The IRS also says it’s seeking new technologies and methods to trace cryptocurrency transactions that use the Lightning Network - a so-called "layer 2" payment protocol that operates on top of a blockchain-based cryptocurrency, such as bitcoin, and allows for faster transactions between two parties.
"Currently, there are limited investigative resources for tracing transactions involving privacy cryptocurrency coins, such as monero, layer 2 network protocol transactions, such as Lightning Labs, or other off-chain transactions that provide privacy to illicit actors," according to the IRS.
The IRS wants to provide its criminal investigation agents with new ways to trace cryptocurrency transactions. These include developing technologies that have additional tracking capabilities, such as predictive analytics, to help agents determine the likelihood of various cryptocurrency transactions.
The tax agency also wants to implement new algorithms and source code that would enable its agents to continually modify and update tracking capabilities.

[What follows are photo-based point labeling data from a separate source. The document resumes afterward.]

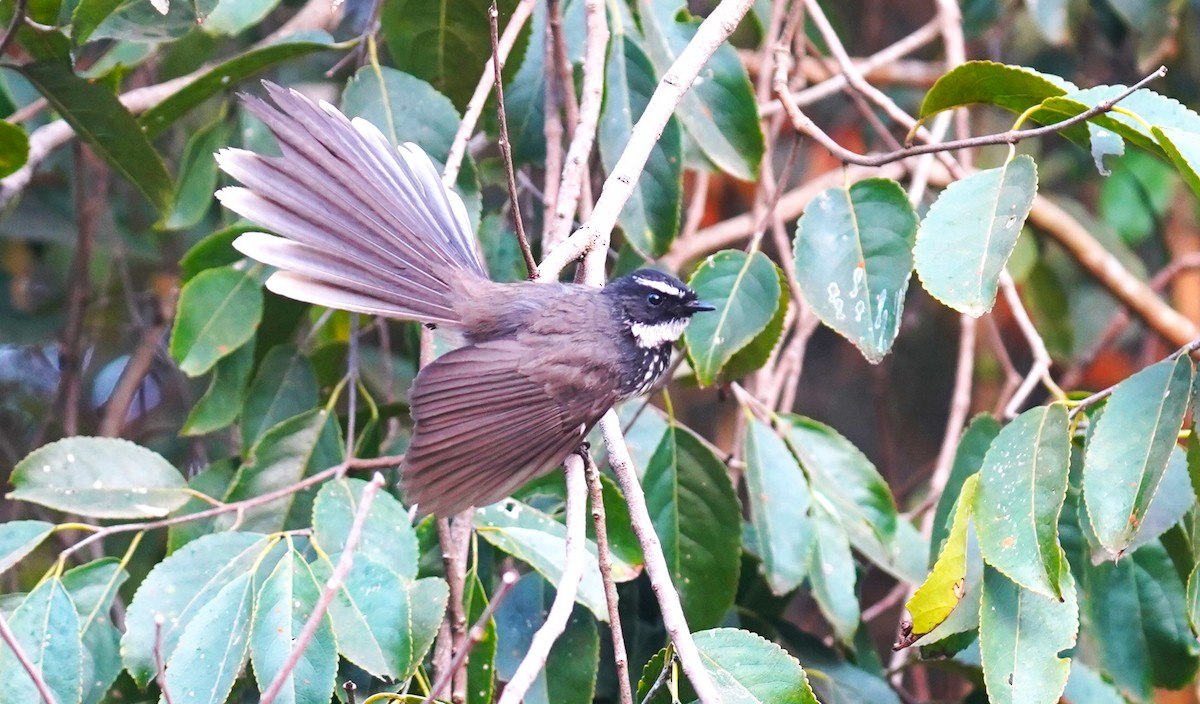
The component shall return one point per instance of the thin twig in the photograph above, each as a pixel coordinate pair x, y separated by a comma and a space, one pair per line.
619, 656
505, 146
10, 639
475, 635
479, 98
655, 563
565, 590
579, 152
618, 187
331, 587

"All solutions must support cryptocurrency transactions that occurred in 2020,” the IRS states. “All solutions must support open standards for interoperability … to facilitate easy integration into internally developed IRS criminal investigation cryptocurrency analytic systems and data."
The IRS is accepting proposals through Wednesday. In a first round of grants, companies that have produced a working prototype will receive $500,000. In a second round, these companies will develop their prototypes into working concepts over the next eight months. If those are completed and approved by the IRS, the companies will receive an additional $125,000.

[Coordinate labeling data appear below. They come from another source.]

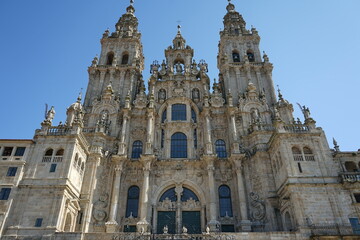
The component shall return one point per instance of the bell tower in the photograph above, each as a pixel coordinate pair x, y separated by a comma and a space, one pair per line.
120, 63
239, 59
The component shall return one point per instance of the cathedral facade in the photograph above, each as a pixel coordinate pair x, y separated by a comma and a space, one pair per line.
184, 159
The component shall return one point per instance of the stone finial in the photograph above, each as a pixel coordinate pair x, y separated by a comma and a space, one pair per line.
336, 146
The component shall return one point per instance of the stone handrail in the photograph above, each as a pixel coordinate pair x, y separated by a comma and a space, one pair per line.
58, 131
350, 177
296, 128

The IRS grant program comes at a time when cybercriminals and fraudsters are growing more sophisticated in how they use cryptocurrency. In January, blockchain analytics firm Chainalysis published a report that found threat actors are using new methods to convert virtual currency into cash (see: How Cybercriminals Are Converting Cryptocurrency to Cash).
In June, the U.S. Justice Department announced a civil forfeiture complaint in an effort to recover millions in cryptocurrency that allegedly was stolen from 280 accounts by North Korean hackers (see: DOJ Seeks to Recover Stolen Cryptocurrency).
In August, security firm CipherTrace announced that it had developed a monero tracking tool for the Department of Homeland Security to assist that agency with its investigations.